Empty Results or Slow Performance

  • Check your internet connection
  • Verify API rate limits aren't exceeded
  • Clear test results using the sidebar button

💡 Usage Tips

  1. Start with Basic Connectivity to verify your setup
  2. Use Model Comparison to understand performance differences
  3. Test Reasoning Effort with complex problems to see the impact
  4. Experiment with Verbosity for different response lengths
  5. Export Results regularly to track performance over time
  6. Clear Results periodically to maintain performance

📝 Example Test Scenarios

Reasoning Effort Test

Default prompt: "You have 12 balls, one of which is either heavier or lighter than the others.

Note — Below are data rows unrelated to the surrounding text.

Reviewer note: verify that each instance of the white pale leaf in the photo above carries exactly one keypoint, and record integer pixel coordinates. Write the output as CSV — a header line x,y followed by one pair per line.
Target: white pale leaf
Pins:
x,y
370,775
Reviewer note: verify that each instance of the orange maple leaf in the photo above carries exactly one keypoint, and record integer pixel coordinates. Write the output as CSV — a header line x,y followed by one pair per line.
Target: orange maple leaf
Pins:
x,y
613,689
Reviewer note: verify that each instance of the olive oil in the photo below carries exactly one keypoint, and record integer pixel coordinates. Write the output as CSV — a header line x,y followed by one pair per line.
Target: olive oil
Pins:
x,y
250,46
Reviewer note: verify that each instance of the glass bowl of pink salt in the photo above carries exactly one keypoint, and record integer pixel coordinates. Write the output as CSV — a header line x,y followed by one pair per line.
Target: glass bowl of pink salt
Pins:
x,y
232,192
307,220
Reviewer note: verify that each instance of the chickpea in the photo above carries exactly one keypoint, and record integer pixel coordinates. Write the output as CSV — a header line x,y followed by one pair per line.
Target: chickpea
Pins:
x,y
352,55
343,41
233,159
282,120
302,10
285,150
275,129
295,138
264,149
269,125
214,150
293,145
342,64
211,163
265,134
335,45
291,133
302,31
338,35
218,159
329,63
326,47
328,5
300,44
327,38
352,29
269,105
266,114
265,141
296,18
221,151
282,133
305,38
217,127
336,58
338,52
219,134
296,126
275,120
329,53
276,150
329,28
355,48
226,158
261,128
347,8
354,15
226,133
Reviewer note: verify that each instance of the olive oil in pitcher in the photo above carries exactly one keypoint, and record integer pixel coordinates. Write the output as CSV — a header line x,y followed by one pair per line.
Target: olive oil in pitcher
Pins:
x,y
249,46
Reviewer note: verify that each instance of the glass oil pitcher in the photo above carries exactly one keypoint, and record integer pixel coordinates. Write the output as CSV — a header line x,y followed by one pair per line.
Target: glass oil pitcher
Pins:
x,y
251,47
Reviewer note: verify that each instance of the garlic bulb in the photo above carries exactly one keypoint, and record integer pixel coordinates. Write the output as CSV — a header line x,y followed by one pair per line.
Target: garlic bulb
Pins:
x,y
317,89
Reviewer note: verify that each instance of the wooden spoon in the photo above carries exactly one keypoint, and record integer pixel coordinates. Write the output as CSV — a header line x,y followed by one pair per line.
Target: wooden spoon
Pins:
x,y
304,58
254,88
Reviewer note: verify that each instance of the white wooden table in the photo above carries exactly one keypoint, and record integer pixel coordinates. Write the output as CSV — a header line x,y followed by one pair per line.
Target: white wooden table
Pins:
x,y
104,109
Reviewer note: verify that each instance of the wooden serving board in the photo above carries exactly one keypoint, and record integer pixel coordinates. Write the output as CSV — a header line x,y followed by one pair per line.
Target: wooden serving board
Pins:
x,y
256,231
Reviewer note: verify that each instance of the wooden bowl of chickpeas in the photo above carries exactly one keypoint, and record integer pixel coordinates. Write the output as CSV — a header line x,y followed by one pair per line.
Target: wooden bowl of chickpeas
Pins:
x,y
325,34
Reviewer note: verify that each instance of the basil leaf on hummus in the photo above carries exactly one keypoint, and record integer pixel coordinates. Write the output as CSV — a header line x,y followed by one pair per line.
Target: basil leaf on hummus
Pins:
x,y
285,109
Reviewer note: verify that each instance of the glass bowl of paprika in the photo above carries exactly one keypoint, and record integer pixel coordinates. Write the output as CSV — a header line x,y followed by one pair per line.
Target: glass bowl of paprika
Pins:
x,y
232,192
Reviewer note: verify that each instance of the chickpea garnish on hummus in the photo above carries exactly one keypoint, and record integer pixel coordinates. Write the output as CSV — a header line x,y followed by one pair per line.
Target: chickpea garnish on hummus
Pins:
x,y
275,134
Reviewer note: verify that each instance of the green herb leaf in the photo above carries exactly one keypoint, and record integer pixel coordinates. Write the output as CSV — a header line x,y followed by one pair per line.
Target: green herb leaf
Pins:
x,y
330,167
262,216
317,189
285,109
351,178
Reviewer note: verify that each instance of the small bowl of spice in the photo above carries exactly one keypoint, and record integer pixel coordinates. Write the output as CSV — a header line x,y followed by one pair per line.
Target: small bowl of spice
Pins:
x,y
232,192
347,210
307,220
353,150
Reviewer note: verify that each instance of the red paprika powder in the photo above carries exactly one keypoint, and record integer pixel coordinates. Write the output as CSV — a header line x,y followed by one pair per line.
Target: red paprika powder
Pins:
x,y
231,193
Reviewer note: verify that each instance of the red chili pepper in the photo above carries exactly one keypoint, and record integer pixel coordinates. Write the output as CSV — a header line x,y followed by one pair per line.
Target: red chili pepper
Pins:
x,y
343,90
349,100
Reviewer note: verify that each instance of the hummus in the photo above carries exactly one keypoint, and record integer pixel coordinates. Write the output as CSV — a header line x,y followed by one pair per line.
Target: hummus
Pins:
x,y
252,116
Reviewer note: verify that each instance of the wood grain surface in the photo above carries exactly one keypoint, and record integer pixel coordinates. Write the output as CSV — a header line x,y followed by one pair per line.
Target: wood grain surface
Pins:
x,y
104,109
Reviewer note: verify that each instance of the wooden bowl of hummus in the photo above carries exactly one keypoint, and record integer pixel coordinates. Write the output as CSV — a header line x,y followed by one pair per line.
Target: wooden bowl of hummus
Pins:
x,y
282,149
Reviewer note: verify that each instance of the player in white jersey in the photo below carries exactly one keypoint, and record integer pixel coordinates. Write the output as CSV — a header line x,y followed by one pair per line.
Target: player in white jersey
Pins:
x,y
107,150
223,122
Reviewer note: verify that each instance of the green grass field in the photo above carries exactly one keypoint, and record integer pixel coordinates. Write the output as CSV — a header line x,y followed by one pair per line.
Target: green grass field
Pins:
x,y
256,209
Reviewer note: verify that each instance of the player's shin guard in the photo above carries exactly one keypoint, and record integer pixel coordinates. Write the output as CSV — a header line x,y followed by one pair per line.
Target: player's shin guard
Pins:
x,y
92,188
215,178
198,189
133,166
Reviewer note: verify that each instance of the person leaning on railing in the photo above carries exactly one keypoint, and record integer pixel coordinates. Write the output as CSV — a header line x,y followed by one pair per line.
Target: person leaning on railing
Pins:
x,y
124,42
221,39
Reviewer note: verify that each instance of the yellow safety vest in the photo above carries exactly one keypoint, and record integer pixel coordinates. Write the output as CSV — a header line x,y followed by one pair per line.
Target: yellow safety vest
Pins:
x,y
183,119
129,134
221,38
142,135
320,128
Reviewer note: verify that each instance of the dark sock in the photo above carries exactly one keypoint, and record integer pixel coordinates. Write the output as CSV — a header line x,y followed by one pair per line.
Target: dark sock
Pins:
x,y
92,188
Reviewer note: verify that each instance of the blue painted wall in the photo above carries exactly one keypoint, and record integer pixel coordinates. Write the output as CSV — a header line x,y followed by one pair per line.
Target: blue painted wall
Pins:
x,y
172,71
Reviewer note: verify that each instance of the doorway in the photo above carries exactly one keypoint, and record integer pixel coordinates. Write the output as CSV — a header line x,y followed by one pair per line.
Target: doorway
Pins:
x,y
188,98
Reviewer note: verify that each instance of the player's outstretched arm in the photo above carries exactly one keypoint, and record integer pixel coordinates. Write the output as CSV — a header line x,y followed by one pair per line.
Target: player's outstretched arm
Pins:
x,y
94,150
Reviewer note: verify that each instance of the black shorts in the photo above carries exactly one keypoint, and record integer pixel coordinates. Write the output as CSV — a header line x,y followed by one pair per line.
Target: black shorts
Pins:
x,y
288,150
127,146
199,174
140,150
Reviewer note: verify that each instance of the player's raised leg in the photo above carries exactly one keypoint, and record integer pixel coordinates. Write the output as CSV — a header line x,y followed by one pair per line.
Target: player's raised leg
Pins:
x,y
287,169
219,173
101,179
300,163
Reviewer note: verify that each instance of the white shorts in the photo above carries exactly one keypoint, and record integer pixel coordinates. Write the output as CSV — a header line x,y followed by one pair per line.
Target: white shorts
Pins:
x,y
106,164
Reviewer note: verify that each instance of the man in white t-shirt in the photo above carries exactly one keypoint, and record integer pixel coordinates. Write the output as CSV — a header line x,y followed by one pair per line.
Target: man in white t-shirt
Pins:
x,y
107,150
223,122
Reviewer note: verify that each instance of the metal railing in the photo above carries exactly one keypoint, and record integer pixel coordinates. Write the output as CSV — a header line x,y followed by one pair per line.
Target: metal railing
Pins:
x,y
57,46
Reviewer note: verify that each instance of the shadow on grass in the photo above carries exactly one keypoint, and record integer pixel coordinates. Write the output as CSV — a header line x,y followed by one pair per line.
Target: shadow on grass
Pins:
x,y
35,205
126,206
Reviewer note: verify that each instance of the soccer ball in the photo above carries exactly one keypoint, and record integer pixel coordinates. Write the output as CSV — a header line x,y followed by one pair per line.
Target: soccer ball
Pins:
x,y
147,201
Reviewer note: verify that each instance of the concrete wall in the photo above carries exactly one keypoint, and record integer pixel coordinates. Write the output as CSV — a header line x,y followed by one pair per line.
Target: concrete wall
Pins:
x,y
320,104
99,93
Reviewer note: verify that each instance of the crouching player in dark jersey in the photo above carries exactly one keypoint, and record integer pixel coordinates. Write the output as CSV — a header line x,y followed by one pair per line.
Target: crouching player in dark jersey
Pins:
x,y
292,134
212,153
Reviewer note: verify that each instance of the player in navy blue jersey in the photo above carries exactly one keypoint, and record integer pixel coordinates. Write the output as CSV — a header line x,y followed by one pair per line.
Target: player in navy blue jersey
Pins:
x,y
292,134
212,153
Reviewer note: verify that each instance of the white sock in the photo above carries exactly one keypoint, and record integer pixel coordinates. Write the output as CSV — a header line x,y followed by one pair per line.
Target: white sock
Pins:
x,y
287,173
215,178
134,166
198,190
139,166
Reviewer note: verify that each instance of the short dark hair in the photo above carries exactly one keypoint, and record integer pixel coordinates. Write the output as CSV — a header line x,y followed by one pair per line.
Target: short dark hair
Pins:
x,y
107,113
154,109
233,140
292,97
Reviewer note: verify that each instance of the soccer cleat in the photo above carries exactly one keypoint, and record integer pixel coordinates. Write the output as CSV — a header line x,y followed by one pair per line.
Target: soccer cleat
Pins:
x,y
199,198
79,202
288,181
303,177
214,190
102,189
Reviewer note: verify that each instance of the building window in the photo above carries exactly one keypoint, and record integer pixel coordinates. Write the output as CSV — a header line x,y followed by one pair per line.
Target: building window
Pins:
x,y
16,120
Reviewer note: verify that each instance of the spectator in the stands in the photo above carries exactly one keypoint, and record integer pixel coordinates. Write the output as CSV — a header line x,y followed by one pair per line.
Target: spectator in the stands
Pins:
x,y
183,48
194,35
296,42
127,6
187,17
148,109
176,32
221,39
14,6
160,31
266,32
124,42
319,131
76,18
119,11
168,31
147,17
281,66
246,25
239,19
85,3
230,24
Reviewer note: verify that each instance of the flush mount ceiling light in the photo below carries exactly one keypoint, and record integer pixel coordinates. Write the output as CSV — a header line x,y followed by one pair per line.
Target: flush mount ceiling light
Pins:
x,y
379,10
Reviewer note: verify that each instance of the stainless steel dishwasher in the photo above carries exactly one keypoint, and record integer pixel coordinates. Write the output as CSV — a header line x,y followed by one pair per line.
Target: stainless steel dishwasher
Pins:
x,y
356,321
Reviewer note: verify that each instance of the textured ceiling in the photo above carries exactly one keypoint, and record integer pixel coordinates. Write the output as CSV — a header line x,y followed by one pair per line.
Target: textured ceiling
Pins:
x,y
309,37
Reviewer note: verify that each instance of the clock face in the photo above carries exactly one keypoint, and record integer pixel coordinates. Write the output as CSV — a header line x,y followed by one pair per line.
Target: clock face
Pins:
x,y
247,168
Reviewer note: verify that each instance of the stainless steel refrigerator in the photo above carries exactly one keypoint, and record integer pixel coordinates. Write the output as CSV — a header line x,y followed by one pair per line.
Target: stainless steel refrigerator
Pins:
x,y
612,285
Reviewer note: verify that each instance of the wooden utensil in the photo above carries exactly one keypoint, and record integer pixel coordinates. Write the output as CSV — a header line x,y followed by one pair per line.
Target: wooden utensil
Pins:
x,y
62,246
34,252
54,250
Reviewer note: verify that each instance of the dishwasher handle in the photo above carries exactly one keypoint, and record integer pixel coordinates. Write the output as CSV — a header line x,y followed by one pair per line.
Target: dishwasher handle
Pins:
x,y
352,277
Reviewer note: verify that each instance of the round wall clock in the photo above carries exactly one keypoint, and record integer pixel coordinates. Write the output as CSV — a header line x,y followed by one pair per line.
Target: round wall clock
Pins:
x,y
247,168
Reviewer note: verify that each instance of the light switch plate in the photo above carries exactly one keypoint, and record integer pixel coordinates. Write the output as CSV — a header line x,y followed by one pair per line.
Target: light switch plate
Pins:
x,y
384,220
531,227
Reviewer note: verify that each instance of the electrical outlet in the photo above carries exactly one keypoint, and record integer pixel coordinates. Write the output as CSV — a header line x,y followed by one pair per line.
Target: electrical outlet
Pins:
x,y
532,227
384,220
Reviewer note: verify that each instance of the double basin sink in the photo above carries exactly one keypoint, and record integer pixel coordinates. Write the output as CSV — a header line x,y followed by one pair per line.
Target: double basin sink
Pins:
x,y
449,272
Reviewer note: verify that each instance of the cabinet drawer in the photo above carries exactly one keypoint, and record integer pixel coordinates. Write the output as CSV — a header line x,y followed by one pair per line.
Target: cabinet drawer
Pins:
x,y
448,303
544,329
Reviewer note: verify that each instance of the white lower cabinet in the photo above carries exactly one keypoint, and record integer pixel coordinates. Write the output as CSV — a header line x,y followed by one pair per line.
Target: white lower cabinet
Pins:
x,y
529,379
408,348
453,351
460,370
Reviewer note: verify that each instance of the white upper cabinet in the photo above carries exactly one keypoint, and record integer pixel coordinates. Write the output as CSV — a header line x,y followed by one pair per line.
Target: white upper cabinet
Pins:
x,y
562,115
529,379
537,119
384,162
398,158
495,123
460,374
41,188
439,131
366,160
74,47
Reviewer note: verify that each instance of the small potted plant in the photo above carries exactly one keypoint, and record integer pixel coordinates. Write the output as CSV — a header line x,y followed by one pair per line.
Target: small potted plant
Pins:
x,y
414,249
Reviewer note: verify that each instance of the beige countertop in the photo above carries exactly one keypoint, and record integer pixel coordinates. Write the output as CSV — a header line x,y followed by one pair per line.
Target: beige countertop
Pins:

Using a balance scale exactly 3 times, how can you identify the odd ball and determine if it's heavier or lighter?"

Verbosity Test

Default prompt: "Explain how HTTPS encryption works and why it's important for web security"

Coding Tests

  • Frontend Generation: React component with TypeScript and Tailwind CSS
  • Bug Fixing: Python function debugging
  • SQL Generation: Complex database queries
  • Algorithm Implementation: Dynamic programming solutions

🔄 Session Management

  • Test results persist during your browser session
  • Use "Clear All Results" in the sidebar to reset
  • Session data is not saved between browser sessions
  • Export important results before closing the application

📄 Notes

  • This is a single-file Streamlit application
  • All functionality is contained in gpt-5-testing.py
  • No external configuration files are required
  • API keys are handled securely without persistent storage

Single-file GPT-5 testing solution for comprehensive API evaluation and performance analysis.